Chapter 13: Security Operations Flashcards
What is the need to know principle?
The requirement that users are granted access only to data or resources they need to perform assigned work tasks.
What is the principle of least privilege?
Subjects are granted only the privileges necessary to perform assigned work tasks and no more.
What is separation of duties and responsibilities?
Ensuring that no single person has total control over a critical function or system.
What is separation of privilege?
Similar to separation of duties and responsibilities. Applies the principle of least privilege to applications and processes.

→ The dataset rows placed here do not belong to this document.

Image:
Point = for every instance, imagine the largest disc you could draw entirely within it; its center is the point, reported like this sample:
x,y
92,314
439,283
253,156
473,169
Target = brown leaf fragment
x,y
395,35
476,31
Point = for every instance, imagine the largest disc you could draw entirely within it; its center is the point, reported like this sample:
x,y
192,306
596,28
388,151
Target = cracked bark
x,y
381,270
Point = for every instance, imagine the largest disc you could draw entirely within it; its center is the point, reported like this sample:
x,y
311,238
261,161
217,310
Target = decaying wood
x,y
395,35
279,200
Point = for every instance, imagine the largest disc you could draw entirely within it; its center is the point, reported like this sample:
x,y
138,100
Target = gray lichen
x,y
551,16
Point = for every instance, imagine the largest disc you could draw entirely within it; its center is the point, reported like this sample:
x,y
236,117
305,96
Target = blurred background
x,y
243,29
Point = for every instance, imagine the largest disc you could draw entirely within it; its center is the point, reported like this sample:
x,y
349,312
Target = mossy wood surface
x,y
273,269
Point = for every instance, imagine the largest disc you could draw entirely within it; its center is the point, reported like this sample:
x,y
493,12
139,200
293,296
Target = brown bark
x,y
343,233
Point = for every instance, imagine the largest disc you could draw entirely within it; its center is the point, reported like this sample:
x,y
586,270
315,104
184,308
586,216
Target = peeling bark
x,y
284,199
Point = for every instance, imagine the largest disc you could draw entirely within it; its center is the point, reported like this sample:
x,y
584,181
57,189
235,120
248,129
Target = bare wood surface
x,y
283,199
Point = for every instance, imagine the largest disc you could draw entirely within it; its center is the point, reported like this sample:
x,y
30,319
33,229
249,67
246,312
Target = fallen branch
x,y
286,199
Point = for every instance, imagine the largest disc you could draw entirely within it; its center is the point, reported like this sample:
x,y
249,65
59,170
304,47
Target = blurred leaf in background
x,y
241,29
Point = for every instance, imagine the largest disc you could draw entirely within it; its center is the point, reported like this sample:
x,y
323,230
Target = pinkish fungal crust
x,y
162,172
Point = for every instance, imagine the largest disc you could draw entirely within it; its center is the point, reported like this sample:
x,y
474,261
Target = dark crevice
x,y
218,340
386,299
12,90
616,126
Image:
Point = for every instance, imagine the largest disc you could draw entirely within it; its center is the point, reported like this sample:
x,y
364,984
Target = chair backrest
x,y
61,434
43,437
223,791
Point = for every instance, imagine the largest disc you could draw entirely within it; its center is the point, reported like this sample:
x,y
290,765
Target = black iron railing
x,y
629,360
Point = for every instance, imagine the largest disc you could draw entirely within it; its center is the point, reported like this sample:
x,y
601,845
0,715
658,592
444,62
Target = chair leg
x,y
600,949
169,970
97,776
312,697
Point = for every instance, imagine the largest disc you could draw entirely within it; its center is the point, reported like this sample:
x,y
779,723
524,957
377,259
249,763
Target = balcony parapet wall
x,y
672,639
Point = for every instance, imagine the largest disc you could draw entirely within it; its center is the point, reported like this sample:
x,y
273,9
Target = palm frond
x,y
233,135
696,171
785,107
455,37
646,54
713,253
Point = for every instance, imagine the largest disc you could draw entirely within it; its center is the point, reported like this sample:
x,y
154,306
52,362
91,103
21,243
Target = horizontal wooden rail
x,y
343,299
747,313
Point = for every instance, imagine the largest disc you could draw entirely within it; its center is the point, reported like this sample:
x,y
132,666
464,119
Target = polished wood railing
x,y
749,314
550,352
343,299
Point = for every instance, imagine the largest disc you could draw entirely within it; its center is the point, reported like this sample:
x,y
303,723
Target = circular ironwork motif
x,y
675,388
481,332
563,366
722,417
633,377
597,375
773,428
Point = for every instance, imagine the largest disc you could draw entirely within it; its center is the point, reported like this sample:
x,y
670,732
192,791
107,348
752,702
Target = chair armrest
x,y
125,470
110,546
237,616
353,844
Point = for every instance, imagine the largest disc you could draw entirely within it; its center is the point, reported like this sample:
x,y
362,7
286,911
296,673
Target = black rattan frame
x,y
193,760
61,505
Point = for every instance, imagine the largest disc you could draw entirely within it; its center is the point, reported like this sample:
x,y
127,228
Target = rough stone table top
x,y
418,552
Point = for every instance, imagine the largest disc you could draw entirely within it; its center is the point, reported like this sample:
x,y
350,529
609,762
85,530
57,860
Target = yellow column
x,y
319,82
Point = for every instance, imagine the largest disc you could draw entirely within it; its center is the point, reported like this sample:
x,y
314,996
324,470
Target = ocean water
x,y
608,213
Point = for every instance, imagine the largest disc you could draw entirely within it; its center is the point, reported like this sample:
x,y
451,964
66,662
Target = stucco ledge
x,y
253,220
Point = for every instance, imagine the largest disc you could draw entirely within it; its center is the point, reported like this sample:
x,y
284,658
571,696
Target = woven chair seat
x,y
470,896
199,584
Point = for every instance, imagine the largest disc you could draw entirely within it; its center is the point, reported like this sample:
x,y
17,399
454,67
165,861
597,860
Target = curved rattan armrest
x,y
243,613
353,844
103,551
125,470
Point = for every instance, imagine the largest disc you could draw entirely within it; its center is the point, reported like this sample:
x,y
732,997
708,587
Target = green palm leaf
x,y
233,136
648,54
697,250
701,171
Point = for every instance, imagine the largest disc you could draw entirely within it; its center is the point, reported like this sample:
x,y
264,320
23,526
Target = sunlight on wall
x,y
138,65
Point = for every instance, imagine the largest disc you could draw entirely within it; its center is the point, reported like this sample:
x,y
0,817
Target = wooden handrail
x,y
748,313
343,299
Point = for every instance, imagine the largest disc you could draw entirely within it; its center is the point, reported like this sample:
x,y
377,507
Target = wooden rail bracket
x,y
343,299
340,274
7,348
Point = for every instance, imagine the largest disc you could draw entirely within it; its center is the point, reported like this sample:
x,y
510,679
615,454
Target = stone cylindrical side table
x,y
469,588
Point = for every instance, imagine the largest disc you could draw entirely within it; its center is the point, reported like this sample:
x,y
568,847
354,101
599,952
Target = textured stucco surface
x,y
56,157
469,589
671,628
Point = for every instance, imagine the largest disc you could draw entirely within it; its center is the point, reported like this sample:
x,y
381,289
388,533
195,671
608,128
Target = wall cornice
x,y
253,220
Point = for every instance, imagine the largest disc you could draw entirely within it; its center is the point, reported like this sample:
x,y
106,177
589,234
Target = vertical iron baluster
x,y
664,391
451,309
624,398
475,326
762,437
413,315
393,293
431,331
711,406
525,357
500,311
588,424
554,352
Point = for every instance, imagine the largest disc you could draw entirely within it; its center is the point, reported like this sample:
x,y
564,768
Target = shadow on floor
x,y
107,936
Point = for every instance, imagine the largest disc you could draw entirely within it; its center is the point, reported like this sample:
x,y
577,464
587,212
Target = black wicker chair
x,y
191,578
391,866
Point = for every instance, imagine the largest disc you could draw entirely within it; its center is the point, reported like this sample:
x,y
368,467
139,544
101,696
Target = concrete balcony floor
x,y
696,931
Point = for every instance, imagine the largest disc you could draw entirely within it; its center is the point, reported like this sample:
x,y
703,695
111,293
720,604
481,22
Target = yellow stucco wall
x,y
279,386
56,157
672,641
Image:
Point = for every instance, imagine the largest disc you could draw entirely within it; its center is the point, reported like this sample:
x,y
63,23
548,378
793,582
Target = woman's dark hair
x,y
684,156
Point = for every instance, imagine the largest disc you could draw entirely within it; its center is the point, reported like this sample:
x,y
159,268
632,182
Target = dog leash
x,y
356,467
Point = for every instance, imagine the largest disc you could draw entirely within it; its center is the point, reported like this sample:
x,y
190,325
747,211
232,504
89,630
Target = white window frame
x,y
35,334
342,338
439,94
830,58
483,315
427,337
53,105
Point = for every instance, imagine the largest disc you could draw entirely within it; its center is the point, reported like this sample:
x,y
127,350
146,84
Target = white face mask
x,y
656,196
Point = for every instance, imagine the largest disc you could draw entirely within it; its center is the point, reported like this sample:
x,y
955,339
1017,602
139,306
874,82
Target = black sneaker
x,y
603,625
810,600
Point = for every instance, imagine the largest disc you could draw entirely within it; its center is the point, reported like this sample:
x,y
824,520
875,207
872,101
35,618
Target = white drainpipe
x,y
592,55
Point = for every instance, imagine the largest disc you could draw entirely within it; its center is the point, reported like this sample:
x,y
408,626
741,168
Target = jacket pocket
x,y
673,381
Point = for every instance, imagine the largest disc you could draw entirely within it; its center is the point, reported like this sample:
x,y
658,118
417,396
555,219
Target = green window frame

What is segregation of duties?
Ensuring that individuals do not have excessive system access that may result in a conflict of interest. Combines separation of duties with least privilege.
What is split knowledge?
Combines separation of duties and two-person control into a single solution. Information or privilege to perform an operation is divided among multiple users.
What is two-person control?
Requiring approval of two individuals for critical tasks.
What is job rotation?
AKA rotation of duties. Employees are rotated through jobs or job responsibilities.
What are the benefits of job rotation/rotation of duties?
Provides peer review, reduces collusion and fraud, enables cross-training.
What are examples of privilged operations that should be monitored for administrative accounts?
accessing audit logs changing system time configuring interfaces managing user accounts controlling system roboots controlling communication paths backing up and restoring the sstem running script/task automation tools configuring security mechanism controls user operating system control commands using database recovery tools and log files.
What is PII?
Personally Identifiable Information.
Any information that can distinguish or trace a person’s identity. Name, SSN, date/place of birth, mother’s maiden name, biometric info.
What is one common way sensitive information is compromised?
Loss of backup tapes.
What is data reminance?
Data that remains after it has supposedly been removed.
List terms commonly associated with destroying data.
Erasing, clearing, purging, declassification, sanitization, degaussing, destruction.
What is erasing?
Performing a delete operation against a file, selection of files, or the entire media. Usually only deletes an index.